Es sind Airlines wie die schuldengeplagte Air Berlin, die einst staatliche Fluggesellschaft Alitalia oder die irische Aer Lingus. Sie müssen auf Rettung aus den Emiraten hoffen. Der harte Wettbewerb in Europa hat sie mürbe gemacht: Große Flughafenprojekte wie in Berlin stocken, Bürger demonstrieren für Lärmschutz und gegen den Ausbau. Die Luftverkehrsabgabe in Deutschland und Kerosinsteuern senken den Gewinn, zusätzlich drücken die Billig-Airlines die Ticketpreise. Und als wäre das alles nicht genug, streikt ab und an auch noch die eigene Belegschaft oder die eines Flughafens.
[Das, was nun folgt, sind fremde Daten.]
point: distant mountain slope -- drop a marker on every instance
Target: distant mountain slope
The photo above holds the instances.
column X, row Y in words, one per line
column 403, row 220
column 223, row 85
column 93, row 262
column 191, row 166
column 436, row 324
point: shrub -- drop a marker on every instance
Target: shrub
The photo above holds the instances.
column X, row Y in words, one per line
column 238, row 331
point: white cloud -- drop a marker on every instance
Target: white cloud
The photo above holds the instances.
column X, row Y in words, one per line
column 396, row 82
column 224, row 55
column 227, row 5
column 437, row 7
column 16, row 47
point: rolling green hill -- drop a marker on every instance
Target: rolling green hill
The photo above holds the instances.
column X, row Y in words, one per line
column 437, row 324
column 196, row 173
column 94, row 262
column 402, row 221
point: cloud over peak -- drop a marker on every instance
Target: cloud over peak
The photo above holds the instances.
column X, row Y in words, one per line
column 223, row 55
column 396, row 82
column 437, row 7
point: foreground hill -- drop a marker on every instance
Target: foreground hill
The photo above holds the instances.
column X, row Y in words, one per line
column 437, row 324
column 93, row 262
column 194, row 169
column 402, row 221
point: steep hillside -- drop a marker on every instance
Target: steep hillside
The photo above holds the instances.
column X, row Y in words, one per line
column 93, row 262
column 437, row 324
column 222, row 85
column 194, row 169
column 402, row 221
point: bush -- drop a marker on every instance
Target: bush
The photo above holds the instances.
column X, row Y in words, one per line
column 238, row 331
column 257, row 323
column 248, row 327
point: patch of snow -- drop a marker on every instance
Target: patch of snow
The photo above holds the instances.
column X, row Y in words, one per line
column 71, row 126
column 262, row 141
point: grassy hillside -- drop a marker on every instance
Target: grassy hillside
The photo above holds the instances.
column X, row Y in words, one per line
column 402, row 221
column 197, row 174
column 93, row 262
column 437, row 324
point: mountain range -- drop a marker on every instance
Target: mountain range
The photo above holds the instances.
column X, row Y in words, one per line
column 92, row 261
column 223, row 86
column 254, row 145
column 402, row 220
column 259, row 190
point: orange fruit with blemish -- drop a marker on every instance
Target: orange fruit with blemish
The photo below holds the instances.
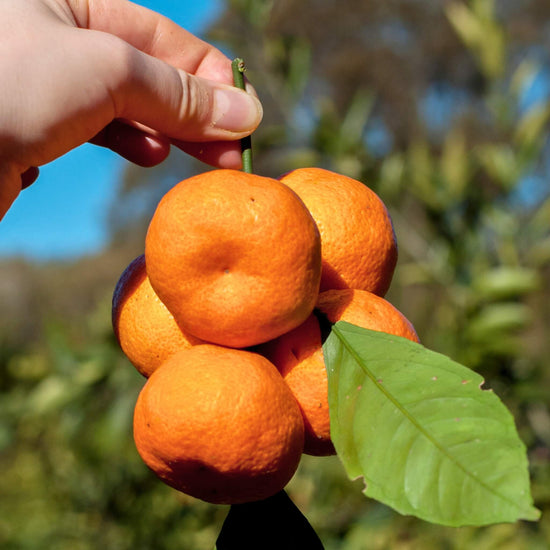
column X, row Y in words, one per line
column 144, row 328
column 219, row 424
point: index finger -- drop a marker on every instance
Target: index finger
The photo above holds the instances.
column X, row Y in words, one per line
column 154, row 34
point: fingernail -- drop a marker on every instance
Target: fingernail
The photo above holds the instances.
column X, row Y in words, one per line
column 235, row 110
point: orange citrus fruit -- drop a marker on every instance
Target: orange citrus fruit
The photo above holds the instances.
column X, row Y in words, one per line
column 299, row 356
column 235, row 257
column 145, row 330
column 219, row 424
column 359, row 248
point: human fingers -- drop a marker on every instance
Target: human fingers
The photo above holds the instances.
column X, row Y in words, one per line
column 153, row 34
column 181, row 106
column 140, row 146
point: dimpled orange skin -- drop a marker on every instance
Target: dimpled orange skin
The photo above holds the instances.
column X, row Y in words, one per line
column 299, row 356
column 235, row 257
column 366, row 310
column 145, row 330
column 359, row 248
column 219, row 424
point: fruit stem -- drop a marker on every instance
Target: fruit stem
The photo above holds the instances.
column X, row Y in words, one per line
column 246, row 143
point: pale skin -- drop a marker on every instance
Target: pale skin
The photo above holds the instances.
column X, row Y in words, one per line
column 117, row 75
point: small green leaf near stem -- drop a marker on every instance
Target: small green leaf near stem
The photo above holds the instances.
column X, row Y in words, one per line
column 246, row 143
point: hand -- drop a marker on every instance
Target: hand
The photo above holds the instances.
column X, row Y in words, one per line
column 117, row 75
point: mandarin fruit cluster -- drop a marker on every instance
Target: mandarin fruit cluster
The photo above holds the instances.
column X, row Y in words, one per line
column 223, row 315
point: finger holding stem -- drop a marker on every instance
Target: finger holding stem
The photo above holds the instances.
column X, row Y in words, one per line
column 238, row 68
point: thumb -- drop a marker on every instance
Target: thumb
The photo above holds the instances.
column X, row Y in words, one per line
column 177, row 104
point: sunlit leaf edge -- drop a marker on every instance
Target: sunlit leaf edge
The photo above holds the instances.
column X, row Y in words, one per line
column 338, row 333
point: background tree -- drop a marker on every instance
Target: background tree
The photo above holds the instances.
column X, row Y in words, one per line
column 442, row 108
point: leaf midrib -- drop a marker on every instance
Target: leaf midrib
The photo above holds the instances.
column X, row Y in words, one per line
column 349, row 348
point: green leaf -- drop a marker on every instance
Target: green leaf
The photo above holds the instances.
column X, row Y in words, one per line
column 419, row 429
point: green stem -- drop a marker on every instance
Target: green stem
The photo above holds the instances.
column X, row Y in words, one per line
column 246, row 142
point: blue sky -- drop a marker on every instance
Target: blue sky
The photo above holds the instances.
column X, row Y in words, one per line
column 62, row 215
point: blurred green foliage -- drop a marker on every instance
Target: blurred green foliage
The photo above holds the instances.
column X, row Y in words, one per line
column 344, row 86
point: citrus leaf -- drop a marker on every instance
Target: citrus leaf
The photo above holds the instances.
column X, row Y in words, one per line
column 424, row 435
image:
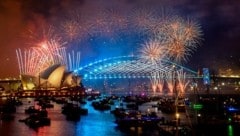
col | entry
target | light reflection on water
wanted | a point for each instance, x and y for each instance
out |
(95, 123)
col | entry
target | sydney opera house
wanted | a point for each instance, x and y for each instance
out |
(54, 77)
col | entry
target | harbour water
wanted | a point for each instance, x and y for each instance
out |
(96, 123)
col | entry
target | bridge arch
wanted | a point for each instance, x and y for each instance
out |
(129, 67)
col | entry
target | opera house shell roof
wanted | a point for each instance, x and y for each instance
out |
(54, 77)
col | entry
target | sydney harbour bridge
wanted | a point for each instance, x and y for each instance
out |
(130, 67)
(156, 73)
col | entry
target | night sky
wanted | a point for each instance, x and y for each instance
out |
(219, 21)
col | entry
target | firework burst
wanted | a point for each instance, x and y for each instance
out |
(153, 51)
(181, 38)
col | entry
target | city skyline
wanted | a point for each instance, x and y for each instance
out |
(218, 20)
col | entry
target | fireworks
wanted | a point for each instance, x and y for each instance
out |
(182, 39)
(182, 83)
(153, 51)
(143, 20)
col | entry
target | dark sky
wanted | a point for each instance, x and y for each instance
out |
(219, 20)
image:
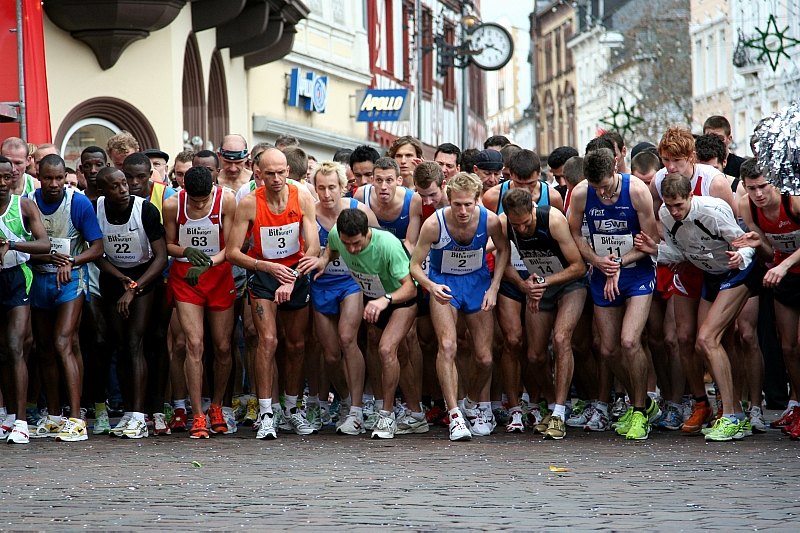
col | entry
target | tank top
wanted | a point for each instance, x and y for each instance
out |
(12, 228)
(612, 227)
(540, 253)
(204, 233)
(447, 256)
(125, 245)
(64, 236)
(278, 237)
(335, 271)
(783, 234)
(399, 226)
(544, 194)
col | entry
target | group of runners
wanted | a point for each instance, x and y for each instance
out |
(248, 286)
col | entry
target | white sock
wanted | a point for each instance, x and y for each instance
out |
(264, 406)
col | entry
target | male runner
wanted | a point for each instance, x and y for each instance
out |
(458, 280)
Die arabischen Airlines strotzen dagegen vor Kraft. Emirates, Etihad und Qatar Airways haben es sich zum Ziel gesetzt, ihre Heimatflughäfen Dubai, Abu Dhabi und Katar zu den neuen Zentren der Luftfahrt zu machen. Nachtflugverbote gibt es dort nicht. Die Flotten der Araber wachsen rasant, Treibstoffkosten und Flughafengebühren liegen weit unter europäischem Niveau und die Belegschaft wird mit niedrigen Steuern umworben. Und hinter den Arabern stehen keine dividendenverwöhnten Aktionäre, sondern schwerreiche Scheichfamilien, die auch Verluste in Kauf nehmen, um die Expansion voranzutreiben.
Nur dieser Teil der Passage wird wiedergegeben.